Long way to go for 'cosmopolitan Malta'

A lot of work still remains to be done. Just wishing for a cosmopolitan country is clearly not enough to make it happen successfully

Cartoon by Mikiel Galea
Cartoon by Mikiel Galea

The Prime Minister’s dream of seeing a cosmopolitan Malta, where diversity becomes a hallmark, still requires a lot of work.

Our survey on Sunday shows how 41.5% of Maltese report no concerns whatsoever with foreigners who live and work in Malta: leaving more than half the population experiencing some concern about foreigners in Malta.

The concerns are significantly higher when people were asked about asylum seekers. In the latter case only 7.7% said they had no concern. These findings appear to be reinforced by the figure that shows how 90.6% believe Malta ‘cannot take any more foreigners’.

What this shows is a high level of preoccupation with foreigners, even though – at both ends of the spectrum - they have been credited with part of the economic success the country has achieved over the past four years. In a sense, this paradox was inherent even within the Prime Minister’s own economic plan for Malta: by ‘elevating’ the lowest economic bracket, while attracting higher-paying foreign companies to invest locally, the ‘cosmopolitan vision’ for Malta has resulted in an economic dependence on foreign workers at both ends of the scale.

And yet, one of the top concerns with regular foreigners is the fear that foreigners will take the jobs of the Maltese: a concern which tops the list for 20.1% of respondents. It appears to be an irrational fear, at a time of economic prosperity with the number of jobless hitting record lows.

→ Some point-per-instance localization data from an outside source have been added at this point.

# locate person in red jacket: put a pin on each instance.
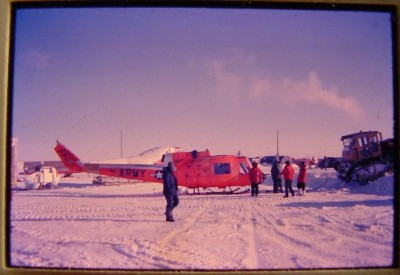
(288, 175)
(302, 179)
(256, 177)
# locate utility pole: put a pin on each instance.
(121, 143)
(277, 146)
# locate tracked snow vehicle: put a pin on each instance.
(365, 157)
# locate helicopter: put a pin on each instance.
(229, 174)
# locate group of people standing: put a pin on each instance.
(257, 177)
(288, 176)
(170, 184)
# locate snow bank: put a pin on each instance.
(83, 226)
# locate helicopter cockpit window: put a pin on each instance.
(243, 169)
(222, 168)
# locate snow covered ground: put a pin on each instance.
(79, 225)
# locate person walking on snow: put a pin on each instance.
(276, 177)
(256, 177)
(288, 175)
(302, 179)
(170, 191)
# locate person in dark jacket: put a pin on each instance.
(170, 191)
(256, 178)
(302, 179)
(276, 177)
(288, 174)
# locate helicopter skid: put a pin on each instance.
(225, 191)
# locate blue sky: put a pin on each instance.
(217, 79)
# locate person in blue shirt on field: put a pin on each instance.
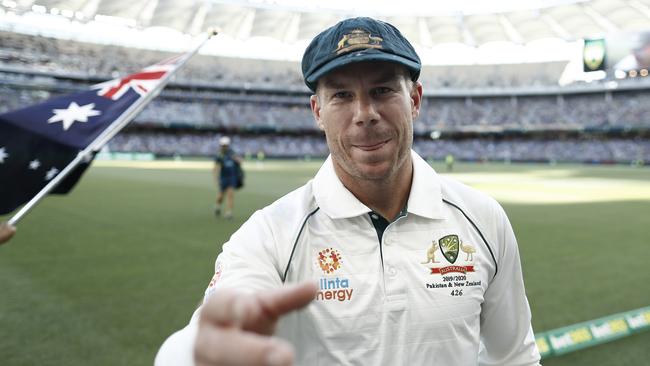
(227, 173)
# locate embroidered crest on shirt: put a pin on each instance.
(337, 288)
(218, 270)
(453, 268)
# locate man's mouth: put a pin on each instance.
(371, 147)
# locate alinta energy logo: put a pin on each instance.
(332, 288)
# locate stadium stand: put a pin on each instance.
(488, 112)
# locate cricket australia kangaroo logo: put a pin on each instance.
(449, 246)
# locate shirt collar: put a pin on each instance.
(338, 202)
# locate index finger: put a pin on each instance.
(288, 298)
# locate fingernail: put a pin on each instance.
(278, 357)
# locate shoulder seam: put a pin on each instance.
(295, 243)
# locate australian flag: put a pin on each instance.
(39, 141)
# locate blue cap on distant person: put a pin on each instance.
(356, 40)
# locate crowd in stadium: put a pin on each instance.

But it appears paradoxical for another reason. These abstract fears seem to extinguish themselves when people are asked whether there is a fear of foreigners in the locality where they live. Three quarters of respondents answered ‘No’ to that question. In fact, the vast majority of Maltese do not speak on a regular basis with foreigners outside the place of work.

Personal experience appears to tell a different story from popular misgivings.

This goes to show that part of Malta’s traditional ‘fear of foreigners’ is grounded in perception or based on the fear of the unknown: probably also fanned by fear-mongering on social media.

Nonetheless, the perception is there, and understanding why it exists may prove a vital component to the fruition of Muscat’s plan. On one level, these concerns may be fuelled by a deeper underlying anxiety about wage stability in Malta. Statistics may belie the view that foreigners are ‘taking Maltese jobs’... but it is harder to dispel the argument that a foreign labour influx helps keep wages in certain sectors depressed.

A low wage that may be sufficient for someone who is in Malta to earn money, and is sharing expenses with other co-nationals, may be problematic for the Maltese who are living here permanently, as well as other foreigners with longer-term plans. And while employment figures have reached record highs, it is an open secret that wages have not increased in step with the economy.

It is all well and good to embrace an inclusive and egalitarian vision, but we cannot ignore the side-effects of the accompanying demographic changes. One such effect is the perception that the bottom end of the labour market has stagnated: relying on cheap labour and precarious conditions which may, in time, have a snowball effect on the rest of the economy.

Meanwhile, there are issues on the high end of the wage equation, too. Despite industry insiders rushing to calm the waters, people are beginning to feel the pinch of sky-rocketing rent prices: driven in the main by an influx of higher-salaried workers who can afford to pay much more than the rental market has ever asked before.

In both cases, people now feel they are being edged out of territories they had previously regarded as their own. Under such circumstances, it is inevitable – albeit unfortunate – that the general population would blame ‘the foreigner’ for pushing prices up and wages down... when what we really should be looking at are the policies and practices that regulate those sectors from above.  

This, in turn, may help to explain the most worrying figure, which concerns the abstract notion of ‘invasion’. The survey found that 10.7%, and a more significant 41.2%, were concerned that regular foreigners and asylum seekers respectively, are ‘invading us’. Beyond the alarmism, the sentiment may also be a reflection of genuine fears that a way of life we have always taken for granted, is now under threat.

Hence the paradox: part of the motivation for the Prime Minister’s vision is, in fact, a generational change that would make Malta a more modern, forward-looking country.

Taken together, these findings portray a complex picture of integration that is still in its embryonic stages. Within this mosaic, pushing for a cosmopolitan Malta will require greater harmony between the resident population and foreigners coming to live and work here. Government needs to be more coherent – and more honest – about its plans for Malta: it needs to admit that migration does play a large part in the country’s economic vision; and above all, it needs to manage the integration aspect better.

A lot of work still remains to be done. Just wishing for a cosmopolitan country is clearly not enough to make it happen successfully.